# Android auto disconnecting



## Les-star (Jun 27, 2018)

Has anyone had issues with their android auto intermittently randomly disconnecting and reconnecting?

I keep usb C and lightning cable (for wife) connected in both ports. I've tried 2 different usb c cables. Tried swapping ports. Happens about 60% randomly.

I have a LG G7. AA is on the most current version and I keep the Bluetooth on all the time in settings.

If anyone has experienced this with any phone please let me know if there is a work around or permanent fix.

Thx! 

Sent from my LM-G710 using Tapatalk


----------



## D3Audi (Feb 18, 2016)

I’m having the same exact problem on my fathers golf sportwagen s 4Motion. It has the base model radio and it always disconnects after a couple minutes. I even bought a new USB type c connect in case it was that. It wasn’t. Definitely an issue. Haven’t taken it to the dealer yet but it does it every time I use android auto. 

My Tiguan SE on the other hand works perfectly. 

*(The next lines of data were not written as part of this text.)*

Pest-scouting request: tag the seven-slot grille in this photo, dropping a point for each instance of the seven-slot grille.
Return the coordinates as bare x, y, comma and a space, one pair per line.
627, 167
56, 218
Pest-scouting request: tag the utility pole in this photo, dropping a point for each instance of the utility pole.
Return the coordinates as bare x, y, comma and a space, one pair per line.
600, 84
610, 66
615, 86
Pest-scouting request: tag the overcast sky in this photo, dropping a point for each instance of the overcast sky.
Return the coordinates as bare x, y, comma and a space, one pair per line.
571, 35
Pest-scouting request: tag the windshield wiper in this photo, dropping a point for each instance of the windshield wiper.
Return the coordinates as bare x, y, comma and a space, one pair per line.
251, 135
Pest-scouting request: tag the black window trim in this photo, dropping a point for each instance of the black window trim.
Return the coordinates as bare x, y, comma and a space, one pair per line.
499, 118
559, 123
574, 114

I have a samsung galaxy s9+

Tiguan has the 8” touch screen and golf has the base 6.5” touch screen. 

What trim is your Tiguan? 


Sent from my iPad using Tapatalk


----------



## KurtCav (May 8, 2010)

I have an SE and have this issue. I assumed it was the port on my almost 3 year old Nexus 5X.

My with has no problems with her iPhone.

Sent from my Nexus 5X using Tapatalk


----------



## JSWTDI09 (Feb 22, 2009)

Apparently this varies a lot. I have an old Samsung Galaxy S4 and it has never disconnected. However, to be fair, I don't use Android Auto very often. I usually only use it for Google maps.

Have Fun!

Don


----------



## Les-star (Jun 27, 2018)

I have a 2018 Tiguan comfort line 4motion. Yes my wife's iPhone is fine also. Just AA disconnects. 

Sent from my LM-G710 using Tapatalk


----------



## gord888 (Feb 10, 2018)

I used to have this problem ... i now have a very stable connection. The culprit for me was the cable - i went through 3 different cables of various costs, but the one that has been perfect thus far has been a short 6" data cable that came with one of my USB hard drives. Once i switched i haven't had an issue outside of the normal glitchiness of using Waze on AA which crashes and locks up.


----------



## tdb2 (Mar 20, 2018)

Not a single disconnect on Nexus 4. Check your cable. Some cables are loose from the package, and some become loose very quickly.


----------



## BlueTempest (Apr 7, 2001)

I had the issue with my Pixel 2 XL running the Android 9 beta. One 9 was released and Android Auto 3.5 pushed through the Play store everything is running the way it should be. I have not see a screen restart since then. I still do see that the "voice commands are not available" message pop up. Otherwise it has been running great. I have used two cables, my OEM cable that came with my Pixel2XL and this anker cable https://www.amazon.com/gp/product/B071G5WSK2/ref=oh_aui_detailpage_o04_s00?ie=UTF8&psc=1

My wife has pixel 2, same cable. No issues in her Tiguan.


----------